Portland recently banned facial recognition to protect its citizens’ privacy, and businesses and government agencies caught using the technology face hefty fines.
Facial recognition on such a large scale isn’t comparable to FaceID on your iPhone. Instead, it could be used to track your whereabouts or identify previously convicted shoplifters before they commit a new crime. It’s even worse if you’re non-white: Amazon’s Rekognition, for example, is more likely to identify people with darker skin as people who have previously been arrested for a crime. Is it any wonder the tech giant spent $24,000 lobbying against the bill?

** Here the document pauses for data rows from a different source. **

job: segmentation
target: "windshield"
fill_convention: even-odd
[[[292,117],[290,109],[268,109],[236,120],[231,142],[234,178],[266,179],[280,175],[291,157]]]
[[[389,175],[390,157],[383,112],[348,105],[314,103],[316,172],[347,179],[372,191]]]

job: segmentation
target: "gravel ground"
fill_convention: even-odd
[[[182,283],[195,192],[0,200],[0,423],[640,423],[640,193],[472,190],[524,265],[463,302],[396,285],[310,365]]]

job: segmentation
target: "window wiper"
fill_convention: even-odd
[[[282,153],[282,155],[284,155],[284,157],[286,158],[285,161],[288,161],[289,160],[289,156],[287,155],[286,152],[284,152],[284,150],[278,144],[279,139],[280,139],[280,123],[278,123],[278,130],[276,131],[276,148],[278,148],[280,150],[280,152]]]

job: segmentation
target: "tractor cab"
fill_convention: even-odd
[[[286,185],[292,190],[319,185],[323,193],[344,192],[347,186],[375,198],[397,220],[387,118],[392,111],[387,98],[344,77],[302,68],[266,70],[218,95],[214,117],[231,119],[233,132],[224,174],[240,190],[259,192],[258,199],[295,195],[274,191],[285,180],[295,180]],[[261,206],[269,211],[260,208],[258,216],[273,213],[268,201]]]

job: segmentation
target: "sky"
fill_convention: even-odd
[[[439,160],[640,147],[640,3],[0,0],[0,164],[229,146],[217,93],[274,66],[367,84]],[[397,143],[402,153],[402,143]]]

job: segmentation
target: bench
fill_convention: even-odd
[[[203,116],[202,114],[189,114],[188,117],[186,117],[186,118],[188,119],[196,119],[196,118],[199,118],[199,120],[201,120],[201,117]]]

“I think many people are probably unaware of the inadequate measures that government agencies and their contractors have taken to secure this extremely sensitive information,” Nathan Sheard, deputy director of community organizing for the Electronic Frontier Foundation (EFF), told Lifewire via email. “Many are unaware that [U.S. Customs and Border Protection] contractors alone have allowed license plate and facial data of over 100,000 individuals to be compromised.”
It’s not just border patrol that’s using automated facial recognition (AFR). It’s also being used in stores to identify known shoplifters, at airports to automate immigration and passport checks, for season ticket holders to skip the lines at sporting events, to track school attendance, and even to prevent toilet paper theft in Chinese public toilets.